Statistiken darüber, wie hierzulande Menschen Werbung konsumieren, lassen darauf schließen, dass trotz aller digitalen Möglichkeiten das Printprodukt als Werbemedium durchaus lebendig ist. So lesen laut einer Erhebung des Bundesverbands Druck und Medien 74 Prozent der Menschen gedruckte Werbemailings. Dass sie Werbung auf Papier sogar tatsächlich mögen, sagen 40 Prozent der Befragten. Dagegen begrüßen nur 22 Prozent die Online-Werbung, die ihnen digital zugespielt wird. Deutsche Unternehmen geben 3,4 Milliarden für gedruckte Werbemittel wie Kataloge, Flyer, Kundenmagazine aus – Tendenz steigend.

Gut gemachte Druckmedien sind bezüglich ihrer Lebensdauer im Vorteil: Sie werden aufgehoben, erneut angeschaut und weitergegeben.
Gut gemachte Druckmedien sind bezüglich ihrer Lebensdauer im Vorteil: Sie werden aufgehoben, erneut angeschaut und weitergegeben.

Totgesagte leben länger: Noch immer lassen Unternehmen Geschäftsberichte, Flyer und Kundenmagazine drucken.
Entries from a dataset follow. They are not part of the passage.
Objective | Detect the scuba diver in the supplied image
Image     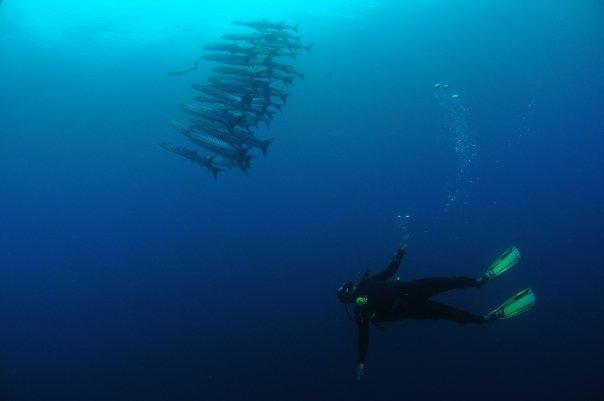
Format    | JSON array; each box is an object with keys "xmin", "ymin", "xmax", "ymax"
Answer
[{"xmin": 337, "ymin": 237, "xmax": 535, "ymax": 380}]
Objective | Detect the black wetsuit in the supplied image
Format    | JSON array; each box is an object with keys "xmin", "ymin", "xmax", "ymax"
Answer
[{"xmin": 354, "ymin": 251, "xmax": 484, "ymax": 364}]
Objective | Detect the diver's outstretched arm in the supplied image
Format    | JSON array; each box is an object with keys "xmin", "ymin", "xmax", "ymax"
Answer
[
  {"xmin": 356, "ymin": 318, "xmax": 369, "ymax": 380},
  {"xmin": 370, "ymin": 236, "xmax": 408, "ymax": 281}
]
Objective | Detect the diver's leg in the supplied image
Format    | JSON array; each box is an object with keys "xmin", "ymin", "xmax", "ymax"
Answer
[
  {"xmin": 408, "ymin": 300, "xmax": 485, "ymax": 324},
  {"xmin": 399, "ymin": 277, "xmax": 480, "ymax": 299}
]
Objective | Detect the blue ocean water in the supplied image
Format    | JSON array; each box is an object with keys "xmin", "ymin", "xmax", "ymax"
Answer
[{"xmin": 1, "ymin": 1, "xmax": 603, "ymax": 400}]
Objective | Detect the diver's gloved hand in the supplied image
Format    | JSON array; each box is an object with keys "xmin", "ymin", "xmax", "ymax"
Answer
[
  {"xmin": 475, "ymin": 276, "xmax": 487, "ymax": 288},
  {"xmin": 356, "ymin": 363, "xmax": 365, "ymax": 381}
]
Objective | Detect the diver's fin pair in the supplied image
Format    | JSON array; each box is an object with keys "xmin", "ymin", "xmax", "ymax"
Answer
[
  {"xmin": 484, "ymin": 246, "xmax": 521, "ymax": 280},
  {"xmin": 482, "ymin": 247, "xmax": 534, "ymax": 321},
  {"xmin": 486, "ymin": 288, "xmax": 536, "ymax": 321}
]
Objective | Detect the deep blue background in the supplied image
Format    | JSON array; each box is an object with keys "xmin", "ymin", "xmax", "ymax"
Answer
[{"xmin": 1, "ymin": 1, "xmax": 603, "ymax": 400}]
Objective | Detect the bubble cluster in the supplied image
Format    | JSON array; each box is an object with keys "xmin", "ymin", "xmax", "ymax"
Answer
[
  {"xmin": 517, "ymin": 99, "xmax": 535, "ymax": 139},
  {"xmin": 395, "ymin": 212, "xmax": 412, "ymax": 240},
  {"xmin": 434, "ymin": 84, "xmax": 477, "ymax": 210}
]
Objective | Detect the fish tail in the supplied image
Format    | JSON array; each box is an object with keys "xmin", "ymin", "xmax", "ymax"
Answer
[
  {"xmin": 260, "ymin": 138, "xmax": 274, "ymax": 155},
  {"xmin": 210, "ymin": 163, "xmax": 223, "ymax": 180},
  {"xmin": 241, "ymin": 93, "xmax": 253, "ymax": 108}
]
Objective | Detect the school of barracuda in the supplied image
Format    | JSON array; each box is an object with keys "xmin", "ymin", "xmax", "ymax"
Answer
[{"xmin": 161, "ymin": 20, "xmax": 310, "ymax": 178}]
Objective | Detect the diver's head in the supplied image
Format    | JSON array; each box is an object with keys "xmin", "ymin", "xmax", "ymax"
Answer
[{"xmin": 337, "ymin": 281, "xmax": 357, "ymax": 304}]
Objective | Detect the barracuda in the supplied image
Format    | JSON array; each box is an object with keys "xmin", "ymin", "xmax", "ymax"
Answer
[
  {"xmin": 178, "ymin": 103, "xmax": 245, "ymax": 132},
  {"xmin": 164, "ymin": 119, "xmax": 190, "ymax": 133},
  {"xmin": 166, "ymin": 57, "xmax": 202, "ymax": 76},
  {"xmin": 190, "ymin": 120, "xmax": 252, "ymax": 137},
  {"xmin": 212, "ymin": 66, "xmax": 259, "ymax": 78},
  {"xmin": 262, "ymin": 59, "xmax": 305, "ymax": 79},
  {"xmin": 201, "ymin": 54, "xmax": 252, "ymax": 66},
  {"xmin": 192, "ymin": 125, "xmax": 246, "ymax": 147},
  {"xmin": 194, "ymin": 94, "xmax": 234, "ymax": 107},
  {"xmin": 212, "ymin": 156, "xmax": 253, "ymax": 175},
  {"xmin": 193, "ymin": 124, "xmax": 273, "ymax": 155},
  {"xmin": 209, "ymin": 82, "xmax": 253, "ymax": 96},
  {"xmin": 182, "ymin": 129, "xmax": 244, "ymax": 159},
  {"xmin": 263, "ymin": 30, "xmax": 301, "ymax": 42},
  {"xmin": 208, "ymin": 75, "xmax": 270, "ymax": 90},
  {"xmin": 221, "ymin": 33, "xmax": 266, "ymax": 42},
  {"xmin": 254, "ymin": 69, "xmax": 295, "ymax": 86},
  {"xmin": 158, "ymin": 142, "xmax": 222, "ymax": 179},
  {"xmin": 206, "ymin": 83, "xmax": 282, "ymax": 112},
  {"xmin": 231, "ymin": 20, "xmax": 300, "ymax": 32},
  {"xmin": 203, "ymin": 43, "xmax": 257, "ymax": 55},
  {"xmin": 192, "ymin": 84, "xmax": 252, "ymax": 108},
  {"xmin": 251, "ymin": 46, "xmax": 298, "ymax": 60},
  {"xmin": 272, "ymin": 40, "xmax": 311, "ymax": 53},
  {"xmin": 238, "ymin": 132, "xmax": 273, "ymax": 155}
]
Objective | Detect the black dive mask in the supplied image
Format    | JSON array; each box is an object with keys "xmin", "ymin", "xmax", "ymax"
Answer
[{"xmin": 337, "ymin": 281, "xmax": 355, "ymax": 303}]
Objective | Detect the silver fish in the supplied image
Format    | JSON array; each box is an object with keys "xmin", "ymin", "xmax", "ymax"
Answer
[
  {"xmin": 158, "ymin": 142, "xmax": 221, "ymax": 179},
  {"xmin": 231, "ymin": 20, "xmax": 300, "ymax": 32},
  {"xmin": 192, "ymin": 84, "xmax": 252, "ymax": 108},
  {"xmin": 203, "ymin": 43, "xmax": 257, "ymax": 55},
  {"xmin": 166, "ymin": 57, "xmax": 202, "ymax": 76},
  {"xmin": 202, "ymin": 54, "xmax": 252, "ymax": 66},
  {"xmin": 179, "ymin": 103, "xmax": 244, "ymax": 131},
  {"xmin": 182, "ymin": 129, "xmax": 247, "ymax": 163}
]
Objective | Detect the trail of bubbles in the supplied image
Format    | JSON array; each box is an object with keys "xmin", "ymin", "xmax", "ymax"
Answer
[
  {"xmin": 517, "ymin": 99, "xmax": 535, "ymax": 139},
  {"xmin": 434, "ymin": 84, "xmax": 477, "ymax": 211},
  {"xmin": 395, "ymin": 212, "xmax": 412, "ymax": 242}
]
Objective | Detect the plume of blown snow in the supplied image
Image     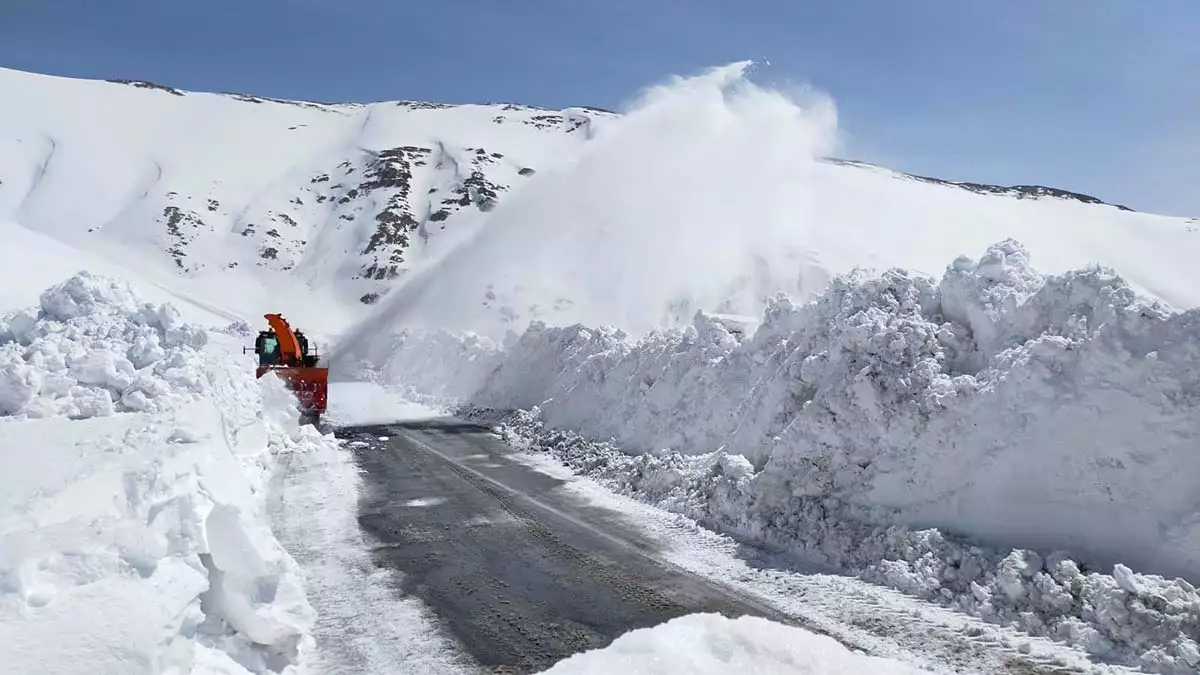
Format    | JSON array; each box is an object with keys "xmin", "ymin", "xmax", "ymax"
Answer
[{"xmin": 329, "ymin": 62, "xmax": 839, "ymax": 369}]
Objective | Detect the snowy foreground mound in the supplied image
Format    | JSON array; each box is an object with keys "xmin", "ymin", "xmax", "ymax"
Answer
[
  {"xmin": 368, "ymin": 240, "xmax": 1200, "ymax": 673},
  {"xmin": 538, "ymin": 613, "xmax": 929, "ymax": 675},
  {"xmin": 0, "ymin": 274, "xmax": 328, "ymax": 675}
]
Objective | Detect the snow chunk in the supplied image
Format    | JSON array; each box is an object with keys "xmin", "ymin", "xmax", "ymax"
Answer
[
  {"xmin": 535, "ymin": 613, "xmax": 931, "ymax": 674},
  {"xmin": 0, "ymin": 272, "xmax": 208, "ymax": 418}
]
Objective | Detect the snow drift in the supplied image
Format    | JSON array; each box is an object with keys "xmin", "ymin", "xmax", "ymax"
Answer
[
  {"xmin": 368, "ymin": 241, "xmax": 1200, "ymax": 673},
  {"xmin": 0, "ymin": 274, "xmax": 327, "ymax": 675}
]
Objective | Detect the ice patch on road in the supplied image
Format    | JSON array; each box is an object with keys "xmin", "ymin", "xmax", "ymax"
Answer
[
  {"xmin": 404, "ymin": 497, "xmax": 449, "ymax": 508},
  {"xmin": 535, "ymin": 612, "xmax": 932, "ymax": 675}
]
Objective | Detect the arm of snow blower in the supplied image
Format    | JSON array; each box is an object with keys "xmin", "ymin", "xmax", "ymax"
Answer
[{"xmin": 264, "ymin": 313, "xmax": 302, "ymax": 365}]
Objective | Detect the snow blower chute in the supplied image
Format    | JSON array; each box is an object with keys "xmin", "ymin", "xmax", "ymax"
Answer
[{"xmin": 250, "ymin": 313, "xmax": 328, "ymax": 418}]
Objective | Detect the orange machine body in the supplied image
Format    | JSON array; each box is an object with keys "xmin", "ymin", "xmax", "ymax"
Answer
[{"xmin": 253, "ymin": 313, "xmax": 328, "ymax": 416}]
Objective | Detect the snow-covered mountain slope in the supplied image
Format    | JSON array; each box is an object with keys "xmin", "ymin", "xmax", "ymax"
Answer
[
  {"xmin": 0, "ymin": 66, "xmax": 612, "ymax": 313},
  {"xmin": 5, "ymin": 63, "xmax": 1197, "ymax": 344},
  {"xmin": 335, "ymin": 62, "xmax": 1199, "ymax": 354}
]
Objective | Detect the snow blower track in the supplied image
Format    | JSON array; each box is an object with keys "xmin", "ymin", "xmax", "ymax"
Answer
[{"xmin": 338, "ymin": 419, "xmax": 1130, "ymax": 675}]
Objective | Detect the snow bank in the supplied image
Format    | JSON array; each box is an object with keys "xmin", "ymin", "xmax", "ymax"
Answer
[
  {"xmin": 334, "ymin": 327, "xmax": 504, "ymax": 404},
  {"xmin": 0, "ymin": 274, "xmax": 325, "ymax": 675},
  {"xmin": 0, "ymin": 271, "xmax": 208, "ymax": 418},
  {"xmin": 322, "ymin": 381, "xmax": 443, "ymax": 427},
  {"xmin": 380, "ymin": 241, "xmax": 1200, "ymax": 673},
  {"xmin": 535, "ymin": 613, "xmax": 931, "ymax": 675}
]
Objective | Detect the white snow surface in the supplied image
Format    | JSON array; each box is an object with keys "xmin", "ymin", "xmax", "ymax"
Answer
[
  {"xmin": 0, "ymin": 275, "xmax": 333, "ymax": 675},
  {"xmin": 0, "ymin": 272, "xmax": 209, "ymax": 418},
  {"xmin": 0, "ymin": 65, "xmax": 610, "ymax": 328},
  {"xmin": 375, "ymin": 241, "xmax": 1200, "ymax": 673},
  {"xmin": 534, "ymin": 613, "xmax": 932, "ymax": 675},
  {"xmin": 321, "ymin": 381, "xmax": 443, "ymax": 427},
  {"xmin": 333, "ymin": 62, "xmax": 1200, "ymax": 358}
]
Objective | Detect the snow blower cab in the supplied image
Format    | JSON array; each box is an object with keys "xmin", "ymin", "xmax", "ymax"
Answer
[{"xmin": 251, "ymin": 313, "xmax": 328, "ymax": 419}]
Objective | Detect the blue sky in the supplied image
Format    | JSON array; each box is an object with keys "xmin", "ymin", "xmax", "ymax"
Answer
[{"xmin": 2, "ymin": 0, "xmax": 1196, "ymax": 215}]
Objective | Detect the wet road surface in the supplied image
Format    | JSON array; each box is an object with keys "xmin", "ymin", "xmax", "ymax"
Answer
[{"xmin": 338, "ymin": 418, "xmax": 791, "ymax": 674}]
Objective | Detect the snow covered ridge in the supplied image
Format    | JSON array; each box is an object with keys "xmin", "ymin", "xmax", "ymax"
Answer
[
  {"xmin": 0, "ymin": 66, "xmax": 612, "ymax": 304},
  {"xmin": 0, "ymin": 272, "xmax": 208, "ymax": 418},
  {"xmin": 0, "ymin": 274, "xmax": 326, "ymax": 674},
  {"xmin": 378, "ymin": 239, "xmax": 1199, "ymax": 672}
]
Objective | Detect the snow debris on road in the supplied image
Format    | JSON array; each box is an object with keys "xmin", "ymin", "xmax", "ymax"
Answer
[
  {"xmin": 381, "ymin": 241, "xmax": 1200, "ymax": 674},
  {"xmin": 0, "ymin": 274, "xmax": 321, "ymax": 675},
  {"xmin": 534, "ymin": 612, "xmax": 932, "ymax": 675}
]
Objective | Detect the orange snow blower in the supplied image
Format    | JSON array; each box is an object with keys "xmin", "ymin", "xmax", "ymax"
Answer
[{"xmin": 250, "ymin": 313, "xmax": 328, "ymax": 418}]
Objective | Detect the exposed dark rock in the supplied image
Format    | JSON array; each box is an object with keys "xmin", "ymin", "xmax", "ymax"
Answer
[
  {"xmin": 107, "ymin": 79, "xmax": 184, "ymax": 96},
  {"xmin": 396, "ymin": 100, "xmax": 452, "ymax": 110},
  {"xmin": 218, "ymin": 92, "xmax": 339, "ymax": 111},
  {"xmin": 525, "ymin": 114, "xmax": 562, "ymax": 130},
  {"xmin": 260, "ymin": 247, "xmax": 278, "ymax": 260},
  {"xmin": 161, "ymin": 206, "xmax": 206, "ymax": 269},
  {"xmin": 518, "ymin": 167, "xmax": 536, "ymax": 176},
  {"xmin": 207, "ymin": 198, "xmax": 219, "ymax": 211},
  {"xmin": 360, "ymin": 292, "xmax": 381, "ymax": 305},
  {"xmin": 357, "ymin": 146, "xmax": 422, "ymax": 279}
]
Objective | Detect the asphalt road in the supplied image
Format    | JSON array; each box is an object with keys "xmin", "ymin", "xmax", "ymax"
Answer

Viele machen ähnliche Erfahrungen wie das Handelsunternehmen Aldi, das ein Sinken der Frequenz in den Filialen beobachtete, als man probierte, auf die Prospekte zugunsten von reiner Digital-Werbung zu verzichten. Selbst reine Online-Shops wie Zalando versenden sogenannte „Magaloge“, eine Mischung aus Magazin und Katalog.

Es gibt gute Gründe, warum gedruckte Werbemittel heute noch relevant sind:

  1. Halbwertszeit

Die Wirkzeit von Online-Aktivitäten ist zumeist wesentlich kürzer als die von Printprodukten. Bei einem Facebook-Post zum Beispiel zeigen Untersuchungen, dass die Halbwertszeit ungefähr bei 3,5 Stunden liegt. Online-Anzeigen verschwinden nach einem Klick. Gut gemachte Druckmedien sind bezüglich ihrer Lebensdauer im Vorteil: Sie werden aufgehoben, erneut angeschaut und weitergegeben. Gedruckte Werbe-Mailings mit Response-Elementen wirken mehrere Tage, bevor dann die Rückläufe erst rund 5 Tage nach Versendung schwächer werden.

  1. Aufmerksamkeit

Scrollen geht quasi nebenbei. Wer aber ein gedrucktes Medium anschaut, macht zumeist nichts anderes. Viele Menschen nehmen sich sogar extra Zeit, um beispielsweise bei einer Tasse Kaffee ein Magazin anzuschauen. Dabei ist auch die Einstellung, mit der jemand Texten und Bildern seine Aufmerksamkeit widmet, eine ganz andere: Wer Printprodukte anschaut, macht es „freiwillig“, und nicht, weil eine blinkende Anzeige ihm auf dem Bildschirm kurz die Sicht versperrt.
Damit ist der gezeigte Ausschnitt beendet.